As future innovators of the Artificial Intelligence (AI) frontier, we must be intentional about the impact of our creations (and if I may be a bit meta: our creations’ creations!) on our communities, our families, and ourselves. AI is only useful in how it positively augments the human experience. In this course, we explore how to harness the power of AI for the benefit of our world, i.e. to push technology towards human Intelligence Augmentation (IA).
While Human-Computer Interaction (HCI) researchers have long discussed and debated what intelligence augmentation (IA) should look like, this course will look at how those debates have and will continue to translate to concrete, immediate operational goals/tasks for AI researchers. Tasks play a vital role in the AI and machine learning community; some tasks ultimately channel the efforts of thousands of AI researchers and set the direction of progress for years to come. Some popular tasks over the years have been inspired by HCI, social science, and cognitive science literature: object recognition, scene understanding, explainable AI, interactive robot training, etc. Furthermore, while many such tasks have been worthwhile endeavors, we often find that the models they produce do not work in the wild or do not fit end-users' needs as hoped. Suppose the tasks that guide the work of thousands of AI researchers do not reflect the HCI community’s understanding of how humans can best interact with AI-powered systems. In that case, the resulting AI-powered systems will not reflect it either.
This course will explore the opportunities for HCI and AI researchers to begin closing this gap by collaborating to directly integrate HCI’s insights and goals into immediately actionable AI tasks, model designs, data collection protocols, and evaluation metrics.
Although, we are not enforcing any specific prerequisite courses, students are encouraged to have taken at least one AI course (e.g. CSE 415, 416, 446, 447, 455, 490G1, 546) or at least one HCI course (e.g. CSE 440, 510).
The class format will be a combination of lectures, light assignments, paper discussions, and a course project.

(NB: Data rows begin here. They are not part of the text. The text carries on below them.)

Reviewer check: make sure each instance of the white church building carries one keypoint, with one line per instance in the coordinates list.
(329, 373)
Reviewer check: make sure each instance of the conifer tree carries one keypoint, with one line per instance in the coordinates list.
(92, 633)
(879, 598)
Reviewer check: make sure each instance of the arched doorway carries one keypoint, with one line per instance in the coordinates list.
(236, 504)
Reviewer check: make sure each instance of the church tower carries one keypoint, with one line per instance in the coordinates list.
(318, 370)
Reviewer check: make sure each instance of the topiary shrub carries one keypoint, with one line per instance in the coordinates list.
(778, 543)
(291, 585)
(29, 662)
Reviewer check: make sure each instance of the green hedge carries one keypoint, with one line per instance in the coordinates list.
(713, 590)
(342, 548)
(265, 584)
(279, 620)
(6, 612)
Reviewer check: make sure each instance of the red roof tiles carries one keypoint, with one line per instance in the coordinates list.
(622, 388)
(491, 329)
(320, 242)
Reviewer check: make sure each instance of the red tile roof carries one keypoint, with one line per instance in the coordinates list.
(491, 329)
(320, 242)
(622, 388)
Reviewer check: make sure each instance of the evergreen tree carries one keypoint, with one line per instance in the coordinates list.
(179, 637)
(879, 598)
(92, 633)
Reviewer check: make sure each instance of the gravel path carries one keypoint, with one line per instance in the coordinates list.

The lectures will focus on providing both a historical as well as a contemporary lens on human-AI interactions. Our learning goals are:
The paper discussions will be centered around papers and connect the topics covered in the lecture to contemporary papers in computer vision, machine learning, and human-computer interaction. Students who take the class for credit will be expected to participate in discussions and conduct a quarter-long research project.
Two lecture slots will be dedicated to two light assignments. The assignments are primarily designed to create rapport amongst students and hack together quick ideas.